Calculating
Return on Investment (ROI) & Internal Rate of Return (IRR)
Exploring Your Investment Options:
When weighing different investment options to meet your financial goals, it is important to get an understanding of your potential returns. Valencia Energy Power Plants have an estimated ROI of less than five years at .15 Cents per kWh.
There are different methods investors can use to calculate the potential and actual returns of their investment. Two ways that come up often are “return on investment” (ROI) and “internal rate of return” (IRR).
Return on Investment:
Return on investment or “ROI” is a metric that is most often used in stock portfolios and refers to a percentage increase or decrease in a cash investment over some time.
Internal Rate of Return:
IRR is harder to calculate than the return on investment, but IRR has the advantage of automatically accounting for time differences between investments.
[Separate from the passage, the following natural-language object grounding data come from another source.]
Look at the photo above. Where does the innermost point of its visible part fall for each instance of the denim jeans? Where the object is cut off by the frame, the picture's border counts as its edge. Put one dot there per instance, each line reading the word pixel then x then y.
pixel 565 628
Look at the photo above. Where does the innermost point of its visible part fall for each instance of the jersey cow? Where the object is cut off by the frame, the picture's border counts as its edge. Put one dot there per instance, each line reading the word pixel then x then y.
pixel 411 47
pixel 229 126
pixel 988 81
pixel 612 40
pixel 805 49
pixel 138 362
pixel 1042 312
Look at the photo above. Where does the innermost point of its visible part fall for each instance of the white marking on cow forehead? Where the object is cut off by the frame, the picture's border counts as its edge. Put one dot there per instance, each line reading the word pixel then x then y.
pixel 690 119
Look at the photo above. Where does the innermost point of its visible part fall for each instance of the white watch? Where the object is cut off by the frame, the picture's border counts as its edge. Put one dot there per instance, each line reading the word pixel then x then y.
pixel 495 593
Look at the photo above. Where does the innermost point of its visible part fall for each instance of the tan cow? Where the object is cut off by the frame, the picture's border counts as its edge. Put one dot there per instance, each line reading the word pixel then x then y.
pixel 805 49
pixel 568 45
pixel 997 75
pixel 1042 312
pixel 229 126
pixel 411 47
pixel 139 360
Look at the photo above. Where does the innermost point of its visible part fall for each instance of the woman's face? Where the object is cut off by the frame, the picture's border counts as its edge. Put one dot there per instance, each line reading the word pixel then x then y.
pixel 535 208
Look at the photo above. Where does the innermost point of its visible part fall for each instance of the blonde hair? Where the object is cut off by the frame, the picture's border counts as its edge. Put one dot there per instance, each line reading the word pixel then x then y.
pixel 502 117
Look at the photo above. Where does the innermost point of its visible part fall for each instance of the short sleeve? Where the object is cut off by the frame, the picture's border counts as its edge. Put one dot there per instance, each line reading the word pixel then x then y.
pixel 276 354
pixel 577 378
This can make it easier to compare asset portfolios and choose the one that has the potential to grow your money the fastest. Usually, IRR expressed as an annualized rate of return—the average percentage by which any on risk principal grows during each year that your investment is maturing.
In other words, IRR represents the annualized percentage rate earned on each dollar invested for each period it is invested (i.e., any money that is “on risk” continues to earn the IRR at an annual rate, while any repaid principal no longer earns interest).